Извольский оправлял пенсне и переводил восторженные глаза с полотна на Кэт, все еще сидевшую в белом с черным поясом, в подборах, платье, в том же, в котором писал ее Мосолов.
— Поздно, скорее переоденусь! — И, спохватившись, она ушла за ту же суконную портьеру.
— Друг мой, я хотел посмотреть ваш эскиз последней постановки. У меня давно нет ничего вашего нового, — болтал Михаил Сергеевич.
Художник курил или, вернее, держал в зубах ежеминутно потухавшую папиросу и, наклонившись над низкой скамьей, искал что-то. Выбрав, протянул голубой с желтым рисунок Извольскому.
— Вот радость, что именно этот не продан, — неподдельно оживился тот.
Вернулась уже одетая, в манто и в шляпе Екатерина Сергеевна.
— Так устала, что не хочется дольше в этой комнате оставаться!

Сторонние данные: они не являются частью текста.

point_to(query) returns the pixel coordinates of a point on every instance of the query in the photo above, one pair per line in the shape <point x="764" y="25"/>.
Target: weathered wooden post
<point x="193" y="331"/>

— Я хотел просить вас и вашего талантливого тирана поехать на файв-о-клок в новый ресторан. Настоящий кусочек Европы! Я был там вчера, — пояснил Извольский.

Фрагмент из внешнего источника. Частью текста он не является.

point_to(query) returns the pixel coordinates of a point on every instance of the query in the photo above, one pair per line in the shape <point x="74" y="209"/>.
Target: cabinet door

«Настоящий кусочек Европы» оказался большим серым с красным залом, достаточно освещенным, чтобы можно было не заметить недостатка света. Было много лакеев в цветных фраках, что придавало неприятную крикливость залу, и было достаточно мало народа, чтобы чувствовалось, что это только кусочек Европы, сколок с нее.
Было скучно и несносны были интервалы между мелодиями, доносившимися из боковой эстрады. Сквозь помертвевшую зелень олеандров мелькали красноватые камзолы музыкантов…
— Я бы хотел знать, где все бывают? — спрашивал Извольский, наливая мадеру.
— Вы, собственно, кого хотели бы видеть, Михаил Сергеевич? — вопросом же ответил ему Мосолов.
— Никого, кроме Екатерины Сергеевны и вас сейчас, но я хочу, чтобы эти отсутствующие все видели и чтобы они потом имели право сказать: «Тоска, не стоит туда ездить» — как это можем теперь сделать мы!
— Это право мы имеем несомненно, — заметила Екатерина Сергеевна, — но мы неправы так думать. Чего мы ждем? Мы научились от всех ждать какого-то веселья или ума, а сами ничего не даем.